Эмиль почувствовал, как машина осела. Он знал, что случилось, но упорно ехал дальше. Сплющенная шипа терлась о тормозную колодку, и Эмиль не мог развить скорость, но все же надеялся опередить своих преследовательниц. Алберта-стрит в этом месте круто шла под уклон на протяжении примерно полумили. Слева тянулся большой пустырь. Его владелица (старая миссис Крамер) требовала десять тысяч за акр, и покупателей не находилось. Участок густо зарос травой и кустарником, а на каждом стволе дикой вишни и сумаха были прибиты дощечки с фамилиями и номерами телефонов агентов по продаже недвижимости. Эмиль подумал, что, возможно, улизнет, если сумеет добраться до Кольца Делос. Двигаясь под уклон, машина ускорила ход, но в тот момент, когда фары осветили Кольцо Делос, Эмиль увидел домашних хозяек Ремзен-Парка, человек тридцать или сорок, большей частью в длинных рубашках и с чем-то вроде массивных корон на голове. Он резко свернул налево, стукнулся о край тротуара, пересек его и покатил по нераспроданным земельным участкам к дальней границе пустыря. Он попал в ловушку. Но в его распоряжении осталось еще немного времени. Он выключил мотор и фары, открыл багажник и принялся швырять яйца в густую траву. Размах у него был сильный, и, отбрасывая яйца далеко от себя, он сумел отвлечь внимание подступавшей толпы. Вскоре рука затекла, и тогда он стал брать коробки с яйцами и высыпать их содержимое прямо в траву. Он успел избавиться от всех яиц, кроме одного, прежде чем женщины до него добрались, и теперь выпрямился, чтобы посмотреть на них - в ночных рубашках они походили на ангелов; он услышал, как они тихо вскрикивали в азарте и возбуждении. Затем с одним-единственным яйцом в кармане - золотым - он поехал назад через кусты.

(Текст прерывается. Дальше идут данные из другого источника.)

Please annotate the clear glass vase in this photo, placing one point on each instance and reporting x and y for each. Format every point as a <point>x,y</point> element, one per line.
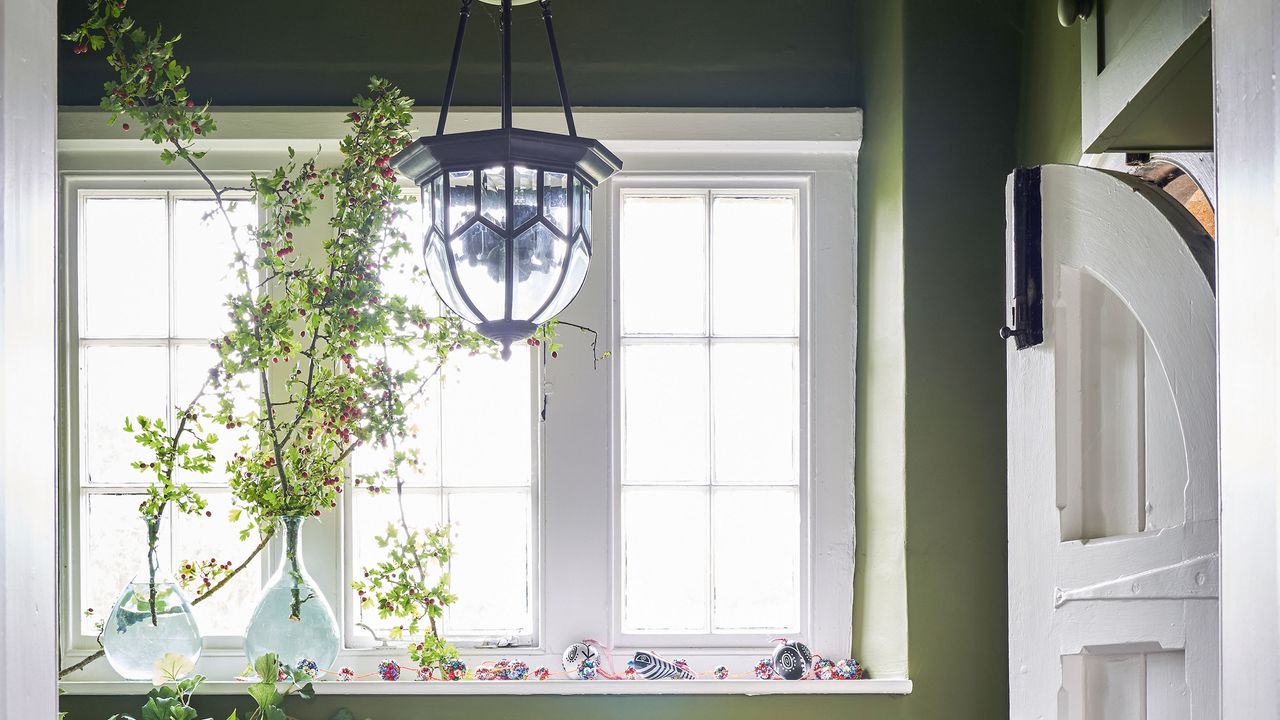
<point>292,618</point>
<point>151,619</point>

Боль от удара, оглушившего мистера Фрили, привела его в сознание. Голова разламывалась. Он обнаружил, что привязан проволокой к столбу в каком-то подвале. Он дрожал от холода и увидел, что на нем ничего нет, кроме кальсон. Сначала ему показалось, что он сошел с ума, но жестокая боль в голове придавала всему случившемуся ужасающую живость и реальность. Мистер Фрили был крупный мужчина, тело его, как у многих мужчин среднего возраста, покрывали седоватые волосы. Проволока, которой он был привязан, глубоко врезалась в его мясистые плечи, и кисти рук занемели. Он заорал, призывая на помощь, но никто не откликнулся. Его обокрали и избили, и теперь он очутился, беспомощный, в ловушке, по-видимому, где-то под землей. От унижения - и от панического страха - голова его раскалывалась на части, он вздрагивал, а проволока еще больнее врезалась в кожу. Затем наверху послышались шаги и голоса, голоса хулиганов. Один за другим они спустились в подвал. Это были те же трое: вожак, за ним толстомордый и, наконец, худощавый, бледный, с длинными волосами.